Both bills were approved by the Senate Environmental Resources and Energy committee today. Yaw chairs the committee and says he hopes they come up for a vote in a the full chamber by next month.

Senate Bill 738, known as the Natural Gas Consumer Access Act, promotes the extension of gas lines to customers who would bear the cost themselves, over time. It requires natural gas utilities to submit a three-year plan to the state Public Utility Commission (PUC) for expansion projects to increase service.

Senate Bill 739 amends a 2008 law to promote alternative energy.

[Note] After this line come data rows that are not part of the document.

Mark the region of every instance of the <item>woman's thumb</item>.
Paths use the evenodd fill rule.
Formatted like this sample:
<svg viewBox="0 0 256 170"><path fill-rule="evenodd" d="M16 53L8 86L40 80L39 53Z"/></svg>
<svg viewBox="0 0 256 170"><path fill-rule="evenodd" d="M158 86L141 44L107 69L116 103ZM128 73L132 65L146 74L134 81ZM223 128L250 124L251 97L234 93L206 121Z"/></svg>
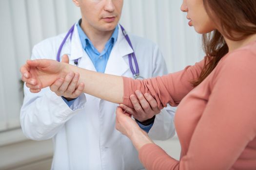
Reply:
<svg viewBox="0 0 256 170"><path fill-rule="evenodd" d="M67 54L64 54L62 55L61 62L67 64L69 63L69 59L68 58L68 56Z"/></svg>

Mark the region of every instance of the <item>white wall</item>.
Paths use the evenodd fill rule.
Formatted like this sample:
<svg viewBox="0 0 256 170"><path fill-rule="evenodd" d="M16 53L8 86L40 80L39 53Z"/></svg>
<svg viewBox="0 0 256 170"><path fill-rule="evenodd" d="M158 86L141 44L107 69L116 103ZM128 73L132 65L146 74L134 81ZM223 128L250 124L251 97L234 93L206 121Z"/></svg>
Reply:
<svg viewBox="0 0 256 170"><path fill-rule="evenodd" d="M188 27L186 14L179 10L181 3L181 0L124 0L120 22L128 32L159 45L170 72L193 64L203 56L200 36ZM19 68L29 58L35 44L67 31L79 16L79 9L71 0L0 0L0 157L5 158L0 159L0 169L17 167L25 162L25 150L17 153L16 157L8 154L11 145L18 148L19 143L20 147L25 145L28 148L24 148L28 152L41 155L37 161L51 156L52 146L45 153L40 147L29 150L27 143L24 143L32 142L35 146L39 143L26 140L20 129L19 110L23 94ZM170 149L166 142L158 143ZM174 148L177 149L178 143L175 143L172 146L177 146ZM179 150L175 156L178 156Z"/></svg>

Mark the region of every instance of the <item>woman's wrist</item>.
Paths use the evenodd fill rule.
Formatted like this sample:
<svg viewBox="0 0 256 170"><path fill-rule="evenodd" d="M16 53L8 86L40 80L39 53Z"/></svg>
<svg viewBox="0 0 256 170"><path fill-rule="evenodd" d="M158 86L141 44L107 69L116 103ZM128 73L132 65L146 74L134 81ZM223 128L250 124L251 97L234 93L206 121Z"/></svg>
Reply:
<svg viewBox="0 0 256 170"><path fill-rule="evenodd" d="M128 137L138 151L144 145L148 143L154 143L148 134L140 128L133 131Z"/></svg>

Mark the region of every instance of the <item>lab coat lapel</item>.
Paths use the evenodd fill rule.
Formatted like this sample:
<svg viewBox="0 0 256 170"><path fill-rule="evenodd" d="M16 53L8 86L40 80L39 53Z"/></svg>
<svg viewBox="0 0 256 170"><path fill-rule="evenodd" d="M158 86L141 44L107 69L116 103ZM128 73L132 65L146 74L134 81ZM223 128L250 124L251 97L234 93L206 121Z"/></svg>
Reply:
<svg viewBox="0 0 256 170"><path fill-rule="evenodd" d="M105 73L121 76L130 68L127 62L128 55L133 52L133 50L123 36L119 25L118 27L118 39L110 53Z"/></svg>
<svg viewBox="0 0 256 170"><path fill-rule="evenodd" d="M82 47L77 24L76 24L71 41L70 63L70 61L74 61L77 59L79 59L78 65L79 67L96 71L92 61ZM71 64L73 64L73 63Z"/></svg>

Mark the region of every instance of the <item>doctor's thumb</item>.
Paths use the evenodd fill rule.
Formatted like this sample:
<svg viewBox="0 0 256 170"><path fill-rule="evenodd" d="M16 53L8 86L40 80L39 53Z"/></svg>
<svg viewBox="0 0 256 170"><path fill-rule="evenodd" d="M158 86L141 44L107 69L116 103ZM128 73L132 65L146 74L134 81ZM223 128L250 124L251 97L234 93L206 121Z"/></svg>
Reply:
<svg viewBox="0 0 256 170"><path fill-rule="evenodd" d="M69 59L68 58L68 56L67 54L64 54L62 55L61 62L67 64L69 63Z"/></svg>

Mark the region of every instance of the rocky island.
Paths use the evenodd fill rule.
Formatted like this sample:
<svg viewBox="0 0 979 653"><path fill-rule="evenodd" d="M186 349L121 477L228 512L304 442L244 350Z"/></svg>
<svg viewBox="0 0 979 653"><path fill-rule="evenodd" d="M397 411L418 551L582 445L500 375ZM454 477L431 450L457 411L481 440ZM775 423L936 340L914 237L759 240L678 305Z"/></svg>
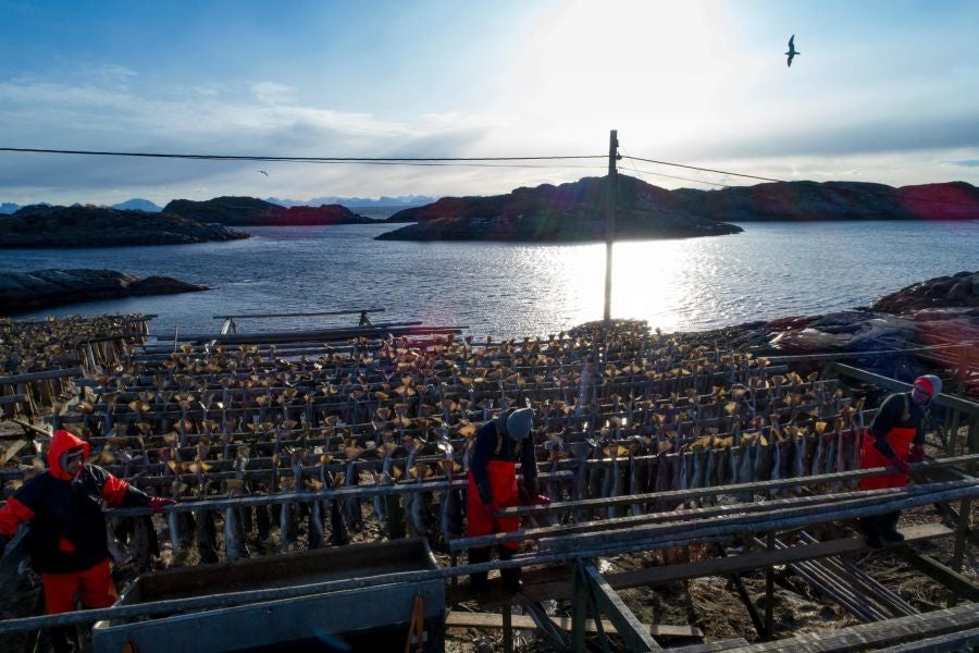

The measure would shift $15 million out of a fund designed to promote high-efficiency or “green” buildings and use it instead for grants to help expand natural gas services to schools, hospitals, and small businesses.

Senator Jim Ferlo (D- Allegheny) objected to moving the money.

“You’re raiding a fund that, unfortunately, has not been effectively administered,” he told Yaw, “I’m loath to just give it out to the oil and gas industry.”

Yaw pointed out the fund has $25 million for green buildings, so his bill would still leave $10 million.

“The money has been in that fund since 2008, and it’s never been utilized,” said Yaw.

A spokeswoman for the PUC says the commission does not track whether consumers have access to natural gas, but they frequently get phone calls from people in urban and rural areas seeking gas services.

About half of all Pennsylvania households use natural gas for heating, followed by electricity and oil.